Over the past week, and really over the past year, as we have listened to the news and talked with people, one thing has become clear: emotion is driving much of our national conversation. Anger, fear, and outrage dominate what we hear. Reactions are immediate and intense. Feelings are loud. That leads to a basic question worth asking: does the law operate on emotion?
It does not. The law exists because emotion is unstable. Feelings change quickly, but facts do not. Laws are meant to be built on evidence, process, and restraint, not on how strongly something feels in the moment. Emotion can express pain or grief, but it cannot define truth. Justice depends on facts.
That difference has been lost in the recent killing of a woman during an Immigration and Customs Enforcement operation in the Twin Cities. Before the facts were fully known, emotion took control of the narrative. Media outlets rushed to fill airtime. Special interest groups rushed to frame conclusions. Stories hardened while investigations were still unfolding. Outrage moved faster than evidence, and reaction replaced patience.
Grief after a death is natural. Emotion is human. But a deeper question must be asked: who benefits when emotion is continually stirred and sustained? Emotion does not remain high on its own. It is fed. The media benefits because outrage keeps people watching, clicking, and reacting. Calm truth does not hold attention the same way anger and fear do.

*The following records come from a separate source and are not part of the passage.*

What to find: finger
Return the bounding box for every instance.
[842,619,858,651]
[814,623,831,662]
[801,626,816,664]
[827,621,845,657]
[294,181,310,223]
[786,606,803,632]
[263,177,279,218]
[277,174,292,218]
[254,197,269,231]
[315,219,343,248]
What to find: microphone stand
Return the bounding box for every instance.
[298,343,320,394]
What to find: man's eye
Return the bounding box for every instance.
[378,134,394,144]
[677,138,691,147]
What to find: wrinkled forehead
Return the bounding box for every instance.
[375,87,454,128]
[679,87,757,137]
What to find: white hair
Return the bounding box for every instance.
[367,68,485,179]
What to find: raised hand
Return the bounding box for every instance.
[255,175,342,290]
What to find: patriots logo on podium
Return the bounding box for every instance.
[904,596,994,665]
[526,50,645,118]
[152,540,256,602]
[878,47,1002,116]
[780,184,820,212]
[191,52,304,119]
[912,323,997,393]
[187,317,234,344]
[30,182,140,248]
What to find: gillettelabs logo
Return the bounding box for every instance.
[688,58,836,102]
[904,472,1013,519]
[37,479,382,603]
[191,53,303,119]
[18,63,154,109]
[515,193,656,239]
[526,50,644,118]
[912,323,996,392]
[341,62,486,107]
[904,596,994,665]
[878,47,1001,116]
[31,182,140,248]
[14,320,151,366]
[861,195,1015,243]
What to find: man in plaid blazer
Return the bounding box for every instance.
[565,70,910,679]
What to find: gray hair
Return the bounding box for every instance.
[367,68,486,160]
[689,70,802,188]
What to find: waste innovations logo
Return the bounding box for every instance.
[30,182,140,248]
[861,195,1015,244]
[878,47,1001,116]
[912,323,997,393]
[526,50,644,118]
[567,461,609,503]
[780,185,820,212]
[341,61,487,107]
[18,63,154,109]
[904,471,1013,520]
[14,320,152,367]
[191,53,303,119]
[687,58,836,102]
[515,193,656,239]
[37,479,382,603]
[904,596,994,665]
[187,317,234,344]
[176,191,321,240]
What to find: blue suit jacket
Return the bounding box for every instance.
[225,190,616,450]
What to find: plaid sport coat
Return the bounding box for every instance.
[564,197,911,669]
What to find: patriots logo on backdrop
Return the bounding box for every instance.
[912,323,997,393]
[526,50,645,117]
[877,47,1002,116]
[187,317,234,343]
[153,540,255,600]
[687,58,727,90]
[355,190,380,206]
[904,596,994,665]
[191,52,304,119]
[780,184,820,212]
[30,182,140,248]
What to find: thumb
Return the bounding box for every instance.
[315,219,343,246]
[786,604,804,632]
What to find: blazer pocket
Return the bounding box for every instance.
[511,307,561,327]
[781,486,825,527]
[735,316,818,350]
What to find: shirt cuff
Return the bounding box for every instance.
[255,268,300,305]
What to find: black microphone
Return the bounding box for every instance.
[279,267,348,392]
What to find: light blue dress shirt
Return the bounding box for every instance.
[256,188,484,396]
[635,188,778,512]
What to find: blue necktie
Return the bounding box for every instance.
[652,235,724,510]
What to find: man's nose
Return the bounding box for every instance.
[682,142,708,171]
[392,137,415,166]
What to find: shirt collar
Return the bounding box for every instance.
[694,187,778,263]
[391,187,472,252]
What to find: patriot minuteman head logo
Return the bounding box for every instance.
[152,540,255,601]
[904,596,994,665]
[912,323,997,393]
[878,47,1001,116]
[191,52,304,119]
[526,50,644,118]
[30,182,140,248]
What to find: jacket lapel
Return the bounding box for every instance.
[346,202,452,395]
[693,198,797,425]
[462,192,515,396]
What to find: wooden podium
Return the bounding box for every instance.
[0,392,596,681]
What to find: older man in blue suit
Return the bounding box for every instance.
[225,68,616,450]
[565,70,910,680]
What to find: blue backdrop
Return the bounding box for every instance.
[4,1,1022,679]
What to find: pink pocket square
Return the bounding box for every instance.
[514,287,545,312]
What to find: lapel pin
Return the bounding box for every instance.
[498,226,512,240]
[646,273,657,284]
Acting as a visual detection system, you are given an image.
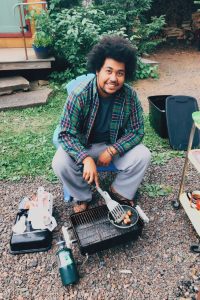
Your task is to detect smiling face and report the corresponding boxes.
[96,58,125,98]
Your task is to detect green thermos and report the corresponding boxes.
[56,239,79,286]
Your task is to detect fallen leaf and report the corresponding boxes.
[119,269,132,274]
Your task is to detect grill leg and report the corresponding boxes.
[96,252,106,267]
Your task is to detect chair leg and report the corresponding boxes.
[63,186,71,202]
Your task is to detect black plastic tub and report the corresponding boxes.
[148,95,172,138]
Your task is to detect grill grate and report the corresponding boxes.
[70,205,143,255]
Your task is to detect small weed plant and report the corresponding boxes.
[141,183,173,198]
[136,60,159,80]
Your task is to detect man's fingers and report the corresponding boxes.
[83,171,90,181]
[83,170,94,184]
[87,173,94,184]
[88,178,94,184]
[95,175,99,187]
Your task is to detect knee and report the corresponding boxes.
[52,150,65,177]
[142,146,151,165]
[137,145,151,167]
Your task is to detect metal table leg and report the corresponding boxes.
[172,123,196,209]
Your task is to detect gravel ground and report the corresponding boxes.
[0,158,200,300]
[1,47,200,299]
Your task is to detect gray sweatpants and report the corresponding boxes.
[52,143,151,202]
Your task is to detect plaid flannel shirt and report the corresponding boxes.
[59,77,144,164]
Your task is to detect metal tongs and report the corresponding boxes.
[96,186,126,223]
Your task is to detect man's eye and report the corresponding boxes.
[106,70,112,74]
[118,72,124,77]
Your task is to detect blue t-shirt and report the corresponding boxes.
[89,96,114,143]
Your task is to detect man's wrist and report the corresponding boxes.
[106,148,113,157]
[107,146,117,157]
[82,156,93,164]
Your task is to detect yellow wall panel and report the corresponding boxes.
[0,38,32,48]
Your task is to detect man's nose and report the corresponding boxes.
[110,73,117,81]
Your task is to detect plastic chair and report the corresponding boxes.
[53,74,118,201]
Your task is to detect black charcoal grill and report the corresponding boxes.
[69,205,144,255]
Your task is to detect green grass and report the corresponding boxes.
[0,91,184,182]
[0,90,66,182]
[143,115,184,164]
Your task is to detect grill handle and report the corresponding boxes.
[135,205,149,223]
[65,226,78,244]
[62,226,78,247]
[71,239,78,244]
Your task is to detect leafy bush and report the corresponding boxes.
[136,59,159,79]
[93,0,165,55]
[50,6,126,78]
[49,69,74,88]
[130,16,166,55]
[47,0,82,11]
[49,0,165,83]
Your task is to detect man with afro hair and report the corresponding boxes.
[52,35,151,212]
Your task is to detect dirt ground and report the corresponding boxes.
[134,47,200,113]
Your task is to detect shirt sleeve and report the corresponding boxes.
[112,90,144,154]
[58,92,88,164]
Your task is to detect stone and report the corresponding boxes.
[139,57,160,65]
[0,76,29,95]
[38,80,49,86]
[0,87,52,110]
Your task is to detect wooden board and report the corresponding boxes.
[180,193,200,236]
[0,61,52,70]
[188,149,200,173]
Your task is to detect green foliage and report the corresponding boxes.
[33,31,53,47]
[141,183,173,198]
[47,0,82,11]
[131,16,166,55]
[143,115,170,152]
[49,69,74,87]
[26,9,53,47]
[50,7,99,76]
[143,115,185,159]
[93,0,166,54]
[152,151,184,166]
[136,59,159,79]
[48,0,165,84]
[50,6,127,79]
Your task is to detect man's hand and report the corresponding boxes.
[97,149,112,166]
[82,156,99,187]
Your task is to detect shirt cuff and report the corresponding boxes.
[76,150,89,165]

Some special interest groups benefit in a deeper way. Funding is not always the goal. Power and influence are. Their agenda is not simply to protest or reform, but to weaken the foundational principles that hold the nation together. They understand that a united people grounded in law, truth, and shared values is difficult to control. A divided people ruled by emotion is not.
Heightened emotion gives them leverage. When people are angry or afraid, they stop asking hard questions. Facts become obstacles because facts slow things down and bring clarity. Emotion creates urgency, and urgency allows pressure to be applied before truth can surface. Confusion replaces understanding, and reaction replaces reason.
These groups often speak the language of justice, but unity is rarely the goal. Division keeps attention focused. Prolonged outrage keeps people emotionally invested. When emotion fades, influence fades. That is why outrage is rarely allowed to settle.
This does not mean a life did not matter. It means justice cannot be rushed. Facts exist for a reason. They slow us down. They protect fairness. They prevent outcomes from being decided by pressure or passion. Without facts, law becomes reaction, and justice becomes unstable.
Scripture reminds us of this principle in James 1:19–20: “Everyone should be quick to listen, slow to speak and slow to become angry, because human anger does not produce the righteousness that God desires.”
Aristotle observed, “The law is reason, free from passion.” That insight still matters. When reason is removed and passion takes control, justice is weakened.
The law exists to rise above emotion, not to be driven by it. When emotion is constantly stirred, it is worth asking who is doing the stirring, and why. Justice cannot be built on feeling alone. Without facts, neither justice nor freedom can endure.